The CDPH’s rationale no longer holds any weight. Shortly after the rules were adopted, the state implemented a hemp cultivation plan, and many others have followed suit. If the CDPH is concerned that lawfully cultivated hemp is not tested per the same standards as cannabis, that concern is of no moment because the finished product would still ultimately need to be tested before going to market. There is no real reason to continue to prohibit the use of hemp-derived cannabinoids.
#7 Protracted Licensing
This last one isn’t a rule, but rather the absence of a rule and something that could have been better handled by California’s cannabis statute, the Medicinal and Adult-Use Cannabis Regulation and Safety Act (MAUCRSA).

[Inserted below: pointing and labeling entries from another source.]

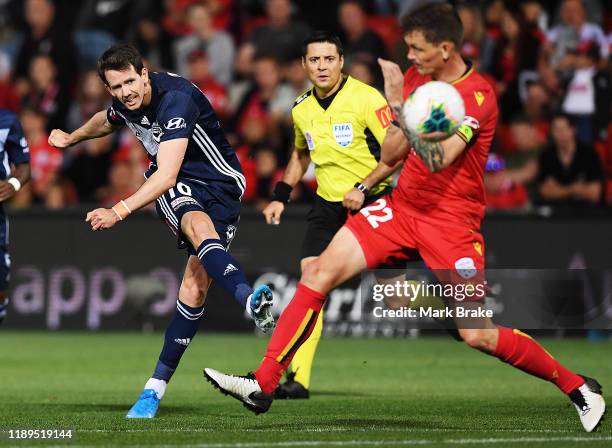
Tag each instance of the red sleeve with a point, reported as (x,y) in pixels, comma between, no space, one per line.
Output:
(480,109)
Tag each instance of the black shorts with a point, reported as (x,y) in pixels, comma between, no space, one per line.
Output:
(324,220)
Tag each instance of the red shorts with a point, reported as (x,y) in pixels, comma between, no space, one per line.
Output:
(387,234)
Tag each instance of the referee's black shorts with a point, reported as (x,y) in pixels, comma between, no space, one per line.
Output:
(324,220)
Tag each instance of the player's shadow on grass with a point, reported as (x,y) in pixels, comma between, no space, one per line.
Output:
(106,407)
(379,424)
(336,393)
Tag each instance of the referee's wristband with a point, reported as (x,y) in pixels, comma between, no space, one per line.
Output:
(282,192)
(15,183)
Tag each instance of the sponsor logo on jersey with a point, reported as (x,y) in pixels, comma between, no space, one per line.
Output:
(183,341)
(230,268)
(182,201)
(113,114)
(343,133)
(157,132)
(309,140)
(24,144)
(176,123)
(302,98)
(465,267)
(385,116)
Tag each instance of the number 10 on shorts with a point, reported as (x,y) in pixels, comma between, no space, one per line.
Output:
(375,219)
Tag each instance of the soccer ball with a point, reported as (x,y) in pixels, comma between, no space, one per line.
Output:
(434,111)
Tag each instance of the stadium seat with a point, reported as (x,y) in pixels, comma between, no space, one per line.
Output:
(387,28)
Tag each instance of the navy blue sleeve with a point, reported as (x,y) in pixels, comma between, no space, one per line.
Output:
(16,145)
(113,117)
(177,116)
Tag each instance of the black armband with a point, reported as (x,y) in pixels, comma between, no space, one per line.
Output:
(282,192)
(365,190)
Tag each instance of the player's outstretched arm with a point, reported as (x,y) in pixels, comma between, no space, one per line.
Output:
(169,160)
(354,199)
(297,166)
(96,126)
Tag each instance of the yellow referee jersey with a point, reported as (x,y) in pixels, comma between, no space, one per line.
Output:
(344,140)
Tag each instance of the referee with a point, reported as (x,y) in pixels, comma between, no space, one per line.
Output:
(339,124)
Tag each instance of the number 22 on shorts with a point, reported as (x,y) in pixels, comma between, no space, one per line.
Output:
(379,206)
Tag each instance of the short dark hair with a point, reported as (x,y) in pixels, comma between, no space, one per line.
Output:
(119,57)
(560,115)
(438,22)
(322,37)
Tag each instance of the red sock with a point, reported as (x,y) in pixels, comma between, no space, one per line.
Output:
(294,327)
(520,350)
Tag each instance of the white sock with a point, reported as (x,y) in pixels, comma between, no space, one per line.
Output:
(159,386)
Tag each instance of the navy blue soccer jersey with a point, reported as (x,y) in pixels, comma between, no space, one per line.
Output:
(13,145)
(178,109)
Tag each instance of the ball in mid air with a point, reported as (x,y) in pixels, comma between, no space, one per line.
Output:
(434,111)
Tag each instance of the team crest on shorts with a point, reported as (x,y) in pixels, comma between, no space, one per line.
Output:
(309,140)
(465,267)
(182,201)
(343,133)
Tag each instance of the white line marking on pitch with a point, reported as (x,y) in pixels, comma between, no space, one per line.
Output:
(415,442)
(329,429)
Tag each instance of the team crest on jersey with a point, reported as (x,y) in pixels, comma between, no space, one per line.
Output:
(309,140)
(157,132)
(176,123)
(343,133)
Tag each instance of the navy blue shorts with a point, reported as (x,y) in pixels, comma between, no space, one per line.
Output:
(5,259)
(190,195)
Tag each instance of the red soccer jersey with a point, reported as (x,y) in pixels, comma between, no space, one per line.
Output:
(455,194)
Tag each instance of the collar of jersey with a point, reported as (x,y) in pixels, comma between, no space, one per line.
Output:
(335,94)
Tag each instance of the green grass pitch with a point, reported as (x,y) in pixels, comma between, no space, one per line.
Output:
(366,392)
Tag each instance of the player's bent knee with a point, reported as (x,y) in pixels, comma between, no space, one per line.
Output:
(316,276)
(192,296)
(197,226)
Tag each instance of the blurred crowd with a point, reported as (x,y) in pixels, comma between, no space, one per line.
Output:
(549,62)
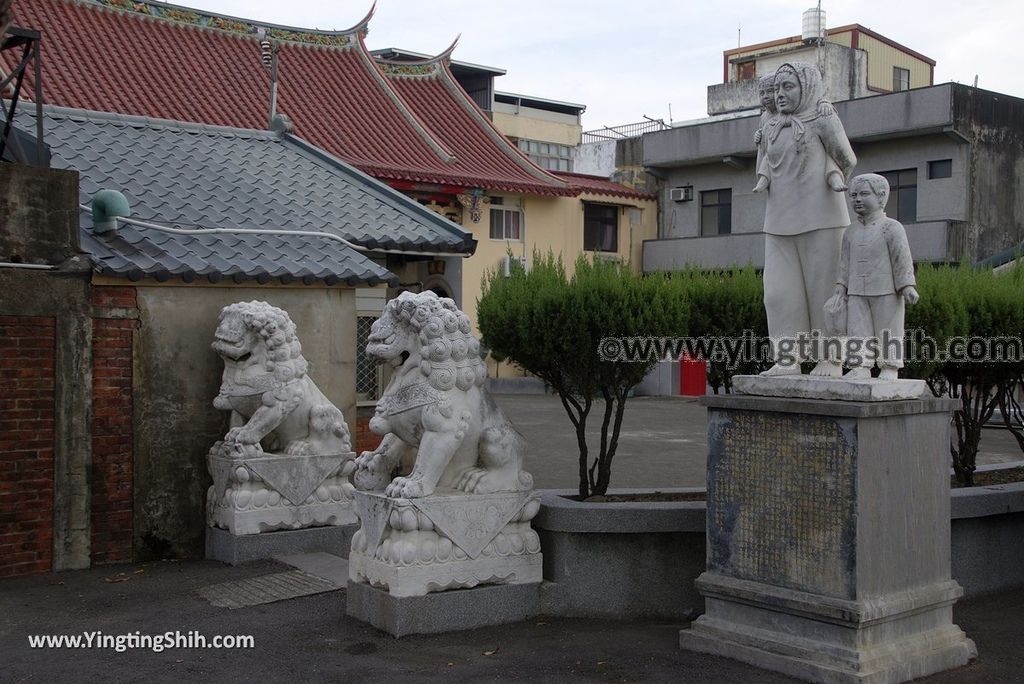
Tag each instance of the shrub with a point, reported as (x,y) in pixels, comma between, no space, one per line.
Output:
(551,326)
(968,304)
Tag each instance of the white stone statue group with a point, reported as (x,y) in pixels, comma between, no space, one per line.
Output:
(805,163)
(442,502)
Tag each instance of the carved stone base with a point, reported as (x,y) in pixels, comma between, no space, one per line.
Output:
(885,639)
(443,611)
(451,540)
(828,539)
(843,389)
(254,493)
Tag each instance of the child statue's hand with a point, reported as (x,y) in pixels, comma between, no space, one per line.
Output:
(837,183)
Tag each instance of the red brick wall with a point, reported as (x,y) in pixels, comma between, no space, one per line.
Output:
(365,439)
(27,404)
(112,427)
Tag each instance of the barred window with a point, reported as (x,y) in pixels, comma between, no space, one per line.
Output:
(368,373)
(548,155)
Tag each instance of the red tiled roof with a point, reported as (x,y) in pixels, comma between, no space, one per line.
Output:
(599,185)
(406,122)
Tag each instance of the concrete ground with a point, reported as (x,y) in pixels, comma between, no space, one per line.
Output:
(663,441)
(311,639)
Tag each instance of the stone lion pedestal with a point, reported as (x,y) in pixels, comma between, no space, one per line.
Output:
(828,538)
(410,554)
(255,493)
(294,498)
(446,545)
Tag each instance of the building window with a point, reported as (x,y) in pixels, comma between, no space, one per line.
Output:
(941,168)
(506,224)
(901,79)
(600,227)
(902,195)
(747,71)
(549,156)
(368,373)
(716,212)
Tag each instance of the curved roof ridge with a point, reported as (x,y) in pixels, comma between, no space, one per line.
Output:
(427,66)
(202,18)
(418,125)
(496,135)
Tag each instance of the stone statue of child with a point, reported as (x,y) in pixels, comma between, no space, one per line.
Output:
(766,93)
(876,278)
(807,159)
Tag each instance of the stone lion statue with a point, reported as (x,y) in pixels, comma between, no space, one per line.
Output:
(266,388)
(435,414)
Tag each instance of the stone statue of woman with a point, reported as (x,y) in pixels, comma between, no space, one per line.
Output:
(808,161)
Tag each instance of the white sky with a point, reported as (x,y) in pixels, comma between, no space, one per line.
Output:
(629,59)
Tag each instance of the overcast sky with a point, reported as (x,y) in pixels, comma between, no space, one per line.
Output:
(627,59)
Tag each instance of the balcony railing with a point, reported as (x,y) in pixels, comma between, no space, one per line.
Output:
(625,131)
(20,48)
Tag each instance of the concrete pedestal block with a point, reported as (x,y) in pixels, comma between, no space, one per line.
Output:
(412,547)
(235,549)
(828,539)
(443,611)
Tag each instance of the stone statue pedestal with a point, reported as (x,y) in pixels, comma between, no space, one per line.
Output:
(409,548)
(828,539)
(255,493)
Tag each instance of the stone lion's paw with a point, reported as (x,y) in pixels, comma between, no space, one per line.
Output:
(299,447)
(241,435)
(407,487)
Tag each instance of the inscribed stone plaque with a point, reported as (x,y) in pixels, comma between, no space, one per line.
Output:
(781,489)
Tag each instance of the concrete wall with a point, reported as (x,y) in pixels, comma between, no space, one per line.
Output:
(38,213)
(977,211)
(596,159)
(39,220)
(994,124)
(176,378)
(845,72)
(538,125)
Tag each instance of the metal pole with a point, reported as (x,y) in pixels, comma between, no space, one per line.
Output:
(38,76)
(273,83)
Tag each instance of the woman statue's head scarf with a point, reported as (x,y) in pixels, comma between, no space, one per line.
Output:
(811,92)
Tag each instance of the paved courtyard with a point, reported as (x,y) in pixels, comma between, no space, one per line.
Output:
(309,638)
(663,441)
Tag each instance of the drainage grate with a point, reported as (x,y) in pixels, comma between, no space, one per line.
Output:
(264,589)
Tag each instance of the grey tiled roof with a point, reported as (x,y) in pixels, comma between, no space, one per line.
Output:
(195,176)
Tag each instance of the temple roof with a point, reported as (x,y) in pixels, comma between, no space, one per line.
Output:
(406,121)
(192,176)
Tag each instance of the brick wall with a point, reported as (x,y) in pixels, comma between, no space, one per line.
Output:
(27,404)
(112,425)
(365,439)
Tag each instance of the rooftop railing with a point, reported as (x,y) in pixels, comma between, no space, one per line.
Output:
(19,47)
(625,131)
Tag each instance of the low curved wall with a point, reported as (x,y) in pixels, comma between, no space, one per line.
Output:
(987,538)
(621,559)
(641,559)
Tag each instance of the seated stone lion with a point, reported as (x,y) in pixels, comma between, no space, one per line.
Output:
(266,388)
(435,414)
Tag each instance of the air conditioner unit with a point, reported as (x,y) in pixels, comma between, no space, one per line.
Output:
(684,194)
(507,263)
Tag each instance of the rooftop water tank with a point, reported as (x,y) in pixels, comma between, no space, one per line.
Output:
(814,25)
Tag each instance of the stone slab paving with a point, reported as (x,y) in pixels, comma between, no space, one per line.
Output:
(324,565)
(311,639)
(663,442)
(264,589)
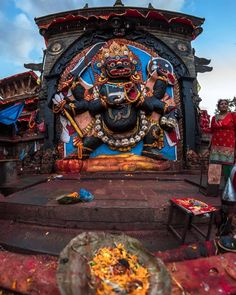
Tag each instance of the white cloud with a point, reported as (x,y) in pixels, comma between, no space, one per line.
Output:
(19,39)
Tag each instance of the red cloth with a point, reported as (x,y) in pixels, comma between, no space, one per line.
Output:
(223,139)
(194,206)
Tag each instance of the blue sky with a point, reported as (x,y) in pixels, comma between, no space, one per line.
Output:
(21,43)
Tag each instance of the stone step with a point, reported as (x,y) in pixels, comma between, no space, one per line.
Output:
(25,238)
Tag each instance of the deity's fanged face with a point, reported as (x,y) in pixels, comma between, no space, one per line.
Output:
(118,66)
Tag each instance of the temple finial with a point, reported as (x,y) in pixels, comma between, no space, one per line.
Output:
(118,3)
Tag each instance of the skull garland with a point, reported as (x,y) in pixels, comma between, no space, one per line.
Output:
(120,103)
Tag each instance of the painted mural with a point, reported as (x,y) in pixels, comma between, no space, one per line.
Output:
(116,98)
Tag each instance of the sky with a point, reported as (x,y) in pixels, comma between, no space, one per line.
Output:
(21,43)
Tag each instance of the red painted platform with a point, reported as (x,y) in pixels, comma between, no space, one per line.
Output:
(134,203)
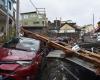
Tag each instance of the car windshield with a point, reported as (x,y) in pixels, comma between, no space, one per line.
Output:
(28,44)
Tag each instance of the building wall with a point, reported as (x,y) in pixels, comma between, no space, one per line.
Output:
(1,2)
(32,19)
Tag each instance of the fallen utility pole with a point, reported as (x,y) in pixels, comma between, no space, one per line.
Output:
(86,56)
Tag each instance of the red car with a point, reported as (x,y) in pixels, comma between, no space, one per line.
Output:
(20,59)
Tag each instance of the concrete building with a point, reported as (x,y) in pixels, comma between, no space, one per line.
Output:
(33,19)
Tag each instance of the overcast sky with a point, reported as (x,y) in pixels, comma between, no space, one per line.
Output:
(79,11)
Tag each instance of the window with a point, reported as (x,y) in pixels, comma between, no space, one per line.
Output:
(36,22)
(9,5)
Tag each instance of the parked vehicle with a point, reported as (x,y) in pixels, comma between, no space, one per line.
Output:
(20,59)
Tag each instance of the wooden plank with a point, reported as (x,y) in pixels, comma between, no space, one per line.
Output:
(87,56)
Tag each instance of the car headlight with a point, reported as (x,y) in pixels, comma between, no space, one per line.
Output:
(24,63)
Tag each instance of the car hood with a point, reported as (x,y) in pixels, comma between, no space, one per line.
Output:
(15,55)
(9,67)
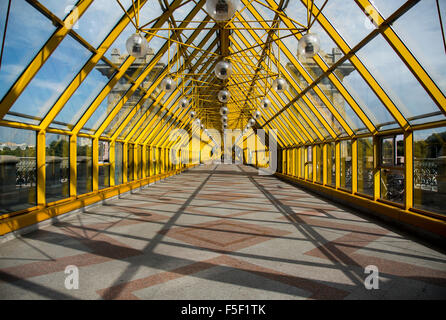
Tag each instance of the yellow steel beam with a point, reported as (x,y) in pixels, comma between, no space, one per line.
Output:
(286,128)
(340,42)
(404,53)
(141,78)
(122,70)
(88,67)
(303,72)
(290,125)
(345,94)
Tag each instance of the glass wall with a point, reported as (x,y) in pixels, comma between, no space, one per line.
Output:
(346,164)
(17,169)
(130,165)
(139,163)
(319,163)
(118,163)
(84,165)
(147,166)
(104,164)
(309,162)
(365,166)
(429,176)
(392,168)
(57,167)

MAUCRSA requires applicants to secure local approval as a condition to getting a state license. Businesses had to go through long local permitting processes prior to submitting a state license. Some cities provide conditional approval that allow applicants to go get a state license partway through the local process, but this still requires waiting potentially months to even apply for a state license (all the while expending huge amounts of resources on rent and other expenses).
Historically, this added a lot of time onto the process, though the state has gotten much faster in issuing licenses. In hindsight (and for any states considering licensing in the future), allowing licensees to apply on a dual track at once would have saved a lot of time.